Autrement dit, un assurer ne peut plus refuser de verser la prestation, sauf en cas de fraude durant le processus de demande (une personne qui mentirait au sujet de son usage du tabac et mourrait d’un cancer du poumon, par exemple).
L’assurance vie n’en demeure pas moins un investissement financier complexe et est, par conséquent, un champ d’expertise distinct. Les questions étranges sur les couvertures peuvent laisser perplexes des personnes qui en connaissent pourtant beaucoup sur le sujet.
C’est pourquoi M. Anderson estime qu’il faut toujours interroger votre assureur au sujet de vos préoccupations quant à la couverture offerte par votre police.
Question de satisfaire votre curiosité morbide à l’égard de la mort – et la mienne –, voici quelques scénarios de décès insolites qui pourraient étonnamment être couverts par l’assurance vie.
Après deux ans, presque tout est possible.
On a fait peu de cas de la couverture d’assurance vie en cas de mort médicalement assistée notamment parce que, s’il avait été déterminé qu’il s’agissait bel et bien d’un suicide, la prestation aurait tout de même été versée dans la plupart des cas.
La plupart des assureurs versent la prestation de décès si l’assuré décède par suicide après que la police a été en vigueur deux ans.
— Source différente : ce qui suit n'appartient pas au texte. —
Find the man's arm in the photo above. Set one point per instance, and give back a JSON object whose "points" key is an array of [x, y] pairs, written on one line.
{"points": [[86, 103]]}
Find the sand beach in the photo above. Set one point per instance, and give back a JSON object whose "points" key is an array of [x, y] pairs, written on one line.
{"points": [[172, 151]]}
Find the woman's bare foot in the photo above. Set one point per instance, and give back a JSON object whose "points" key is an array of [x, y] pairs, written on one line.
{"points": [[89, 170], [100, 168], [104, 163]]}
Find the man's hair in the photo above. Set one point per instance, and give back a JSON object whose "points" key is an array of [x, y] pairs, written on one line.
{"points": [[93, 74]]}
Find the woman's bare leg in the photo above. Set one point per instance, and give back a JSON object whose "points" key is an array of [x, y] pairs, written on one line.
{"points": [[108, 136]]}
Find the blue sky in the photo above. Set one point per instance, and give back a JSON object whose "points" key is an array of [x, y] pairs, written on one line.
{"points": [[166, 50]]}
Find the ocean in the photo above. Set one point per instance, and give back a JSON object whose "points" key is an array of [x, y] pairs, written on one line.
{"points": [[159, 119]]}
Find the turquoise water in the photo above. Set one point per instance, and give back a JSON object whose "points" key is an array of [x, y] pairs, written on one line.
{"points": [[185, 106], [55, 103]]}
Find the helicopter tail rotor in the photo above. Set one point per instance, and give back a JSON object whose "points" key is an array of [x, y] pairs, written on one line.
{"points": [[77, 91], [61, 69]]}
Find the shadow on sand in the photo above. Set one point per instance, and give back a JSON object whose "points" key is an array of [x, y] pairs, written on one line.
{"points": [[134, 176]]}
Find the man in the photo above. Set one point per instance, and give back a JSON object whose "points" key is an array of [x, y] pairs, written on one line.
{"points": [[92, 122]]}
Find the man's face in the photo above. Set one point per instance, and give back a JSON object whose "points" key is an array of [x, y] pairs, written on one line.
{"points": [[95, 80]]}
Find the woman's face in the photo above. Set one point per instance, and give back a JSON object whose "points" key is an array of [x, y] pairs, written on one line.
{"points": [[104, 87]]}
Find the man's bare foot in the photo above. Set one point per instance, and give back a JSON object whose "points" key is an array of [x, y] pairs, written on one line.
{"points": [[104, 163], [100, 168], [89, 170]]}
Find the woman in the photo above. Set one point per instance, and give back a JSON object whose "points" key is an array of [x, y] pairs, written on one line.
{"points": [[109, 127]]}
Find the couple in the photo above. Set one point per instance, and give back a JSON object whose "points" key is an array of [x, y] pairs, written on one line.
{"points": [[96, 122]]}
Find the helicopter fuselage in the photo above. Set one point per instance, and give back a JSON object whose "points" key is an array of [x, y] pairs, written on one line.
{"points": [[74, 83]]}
Avant l’adoption de la loi sur la mort médicalement assistée, on s’interrogeait donc surtout sur l’obligation des assureurs de payer la prestation dans les cas où la police était en vigueur depuis moins de deux ans.
Ce qui, de toute façon, aurait été rare.
« Les personnes qui souhaitent obtenir de l’aide médicale à mourir sont probablement déjà malades depuis un certain temps, poursuit M. Anderson. Il y a peu de chances que quelqu’un soit suffisamment en santé pour obtenir une assurance vie, puis tombe malade et réponde aux critères d’admissibilité à l’aide médicale à mourir durant les deux premières années de la police. »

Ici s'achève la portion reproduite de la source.